PoesíaAbraham Andreu, el joven escritor que plasma su vida en poemas

El poeta, nacido en La Puebla de Montalbán, ha conseguido alzarse con su obra «Memorias de un loco cuerdo» con el Premio de Poesía Círculo Rojo

ToledoActualizado:

La historia de Abraham Andreu (La Puebla de Montalbán, 1996) arranca a los 12 años, en plena adolescencia, cuando en vez de salir a jugar con sus amigos, dedicaba sus días a escribir relatos cortos, «muy breves porque me aburría», afirma este joven toledano, que acaba de alzarse con el Premio de Poesía de la editorial Círculo Rojo con su primer poemario, «Memorias de un loco cuerdo», una obra escrita durante su etapa universitaria.

La suerte de esta promesa literaria estaba trazada. A los 14 años tuvo la suerte de leer la autobiografía de Pablo Neruda «Confieso que he vivido». «Me gustó mucho como narraba el escritor chileno su propia vida y pensé en leer su obra poética», afirma este autor, que se muestra satisfecho por este galardón (sin dotación económica) porque «es un gran impulso para nosotros los jóvenes».

Poco a poco, su mundo poético se consolidó y supo que eso era lo que quería hacer en el futuro. Comenzó la lectura de «20 poemas de amor y una canción desesperada», de Neruda, descubrió a la Generación del 27, Mario Benedetti... Así iban transcurriendo sus días y noches, entre poema y poema.

A partir de esa inmersión literaria comenzó a escribir sus primeros poemas, a través de los cuales plasma lo que ocurre a su alrededor, a la sociedad pero, sobre todo, «lo que siento y veo. Por eso elegí la poesía social», ha afirmado Abraham Andreu, que utiliza el seudónimo de Paul René, como homenaje a Pablo Neruda y el de René, por uno de los presos cubanos que fueron acusados de espionaje por Estados Unidos.

Para este autor, nacido en La Puebla de Montalbán (Toledo), pero que reside actualmente en Madrid porque está estudiando Periodismo y Ciencias Políticas (termina en junio), la poesía tiene como dos vertientes: una que es más íntima y la otra más rebelde o efectiva, que es la de la realidad social, «y donde los jóvenes tenemos mucho que decir», ha matizado.

La obra

Al hablar de su poemario «Memorias de un loco cuerdo», una obra «confesional» muy inspirada en autoras como Sylvia Plath y la argentina Alejandra Pizarnik, reconoce que las tituló "memorias" porque al final no hay artificio en la poesía. «No es algo que se escriba objetivamente sino que está narrado desde mi propia subjetividad. Esa poesía es lo que he vivido y es algo que puede vivir alguien en determinado momento de su vida», ha indicado.

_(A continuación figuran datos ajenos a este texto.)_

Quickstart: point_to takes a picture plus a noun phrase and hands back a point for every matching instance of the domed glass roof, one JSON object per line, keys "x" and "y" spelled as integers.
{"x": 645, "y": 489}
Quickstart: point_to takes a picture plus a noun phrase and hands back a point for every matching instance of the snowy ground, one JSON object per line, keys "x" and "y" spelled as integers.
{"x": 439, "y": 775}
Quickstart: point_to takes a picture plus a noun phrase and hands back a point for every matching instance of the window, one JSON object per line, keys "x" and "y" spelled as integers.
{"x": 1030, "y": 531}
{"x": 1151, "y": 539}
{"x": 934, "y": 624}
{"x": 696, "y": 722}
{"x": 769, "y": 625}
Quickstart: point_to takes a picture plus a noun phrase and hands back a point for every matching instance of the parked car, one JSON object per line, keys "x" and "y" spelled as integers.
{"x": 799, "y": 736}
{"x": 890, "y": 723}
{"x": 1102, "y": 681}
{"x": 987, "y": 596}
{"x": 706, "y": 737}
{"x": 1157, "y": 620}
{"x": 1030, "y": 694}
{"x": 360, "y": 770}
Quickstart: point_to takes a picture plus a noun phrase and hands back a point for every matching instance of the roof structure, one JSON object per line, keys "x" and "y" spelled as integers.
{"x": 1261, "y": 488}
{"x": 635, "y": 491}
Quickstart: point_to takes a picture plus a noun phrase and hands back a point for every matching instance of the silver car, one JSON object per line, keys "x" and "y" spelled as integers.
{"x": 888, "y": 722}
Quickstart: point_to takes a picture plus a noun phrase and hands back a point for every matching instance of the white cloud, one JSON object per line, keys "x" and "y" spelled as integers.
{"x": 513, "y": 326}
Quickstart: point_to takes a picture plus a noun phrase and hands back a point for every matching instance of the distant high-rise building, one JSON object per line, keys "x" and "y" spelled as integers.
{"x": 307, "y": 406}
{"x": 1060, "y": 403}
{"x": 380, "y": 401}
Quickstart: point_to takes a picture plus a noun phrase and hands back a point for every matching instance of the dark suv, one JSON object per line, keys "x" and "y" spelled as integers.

Ahora con este premio, Abraham Andreu (René Paul) sabe que su poesía ha conseguido «llamar la atención», aunque es consciente que de este oficio «no se puede vivir». Por eso, quiere continuar ofreciendo pequeños recitales, con poca gente y en los que público pueda expresar o discutir sobre lo que siente al escuchar un poema.

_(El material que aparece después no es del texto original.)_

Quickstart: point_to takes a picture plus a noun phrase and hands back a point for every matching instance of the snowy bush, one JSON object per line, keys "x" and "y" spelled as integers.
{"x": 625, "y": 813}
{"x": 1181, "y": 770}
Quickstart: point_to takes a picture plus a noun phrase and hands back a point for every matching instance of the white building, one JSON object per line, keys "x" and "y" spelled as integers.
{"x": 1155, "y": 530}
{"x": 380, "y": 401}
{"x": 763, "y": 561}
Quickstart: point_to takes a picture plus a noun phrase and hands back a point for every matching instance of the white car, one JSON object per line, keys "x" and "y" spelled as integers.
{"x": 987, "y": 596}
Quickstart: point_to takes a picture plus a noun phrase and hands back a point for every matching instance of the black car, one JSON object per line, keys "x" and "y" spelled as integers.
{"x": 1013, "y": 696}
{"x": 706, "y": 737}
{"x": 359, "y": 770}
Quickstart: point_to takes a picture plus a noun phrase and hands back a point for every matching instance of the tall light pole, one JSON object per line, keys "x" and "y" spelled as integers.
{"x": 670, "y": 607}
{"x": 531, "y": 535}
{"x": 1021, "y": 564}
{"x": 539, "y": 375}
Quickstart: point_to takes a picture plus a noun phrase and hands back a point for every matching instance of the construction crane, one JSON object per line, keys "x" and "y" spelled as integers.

Además, quiere seguir trabajando en su próximo libro «Trilogía de un niño roto», que quiere revisar y poner a punto. También seguirá colaborando con la ciudad de Kasserine (Túnez) en un programa de intercambio cultural y que le ha llevado a plantearse escribir relatos infantiles para los niños refugiados que viven en esas zonas.

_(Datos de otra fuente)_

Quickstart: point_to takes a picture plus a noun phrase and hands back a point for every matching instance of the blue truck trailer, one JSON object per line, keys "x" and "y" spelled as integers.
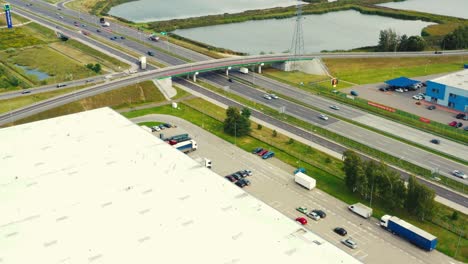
{"x": 409, "y": 232}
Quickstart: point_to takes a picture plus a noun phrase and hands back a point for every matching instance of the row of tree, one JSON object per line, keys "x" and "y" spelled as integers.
{"x": 458, "y": 39}
{"x": 389, "y": 40}
{"x": 373, "y": 180}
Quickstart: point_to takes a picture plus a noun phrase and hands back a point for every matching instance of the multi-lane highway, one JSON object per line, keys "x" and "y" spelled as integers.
{"x": 170, "y": 71}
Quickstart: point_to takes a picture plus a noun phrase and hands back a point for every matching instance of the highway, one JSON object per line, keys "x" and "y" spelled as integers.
{"x": 364, "y": 136}
{"x": 177, "y": 70}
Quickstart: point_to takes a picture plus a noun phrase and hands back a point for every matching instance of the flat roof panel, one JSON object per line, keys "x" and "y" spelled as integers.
{"x": 94, "y": 187}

Finalmente, agradece a su familia el apoyo que siempre le han ofrecido. «Puedes imaginarte que si alguien con 14 años te dice que es poeta, pues no te lo tomas muy en serio. Por suerte mi familia siempre me han apoyado y se han interesado por lo que escribo. En un cumpleaños, mis padres me regalaron un libro que recogía todos los relatos que había estado escribiendo. Eso fue una grata sorpresa».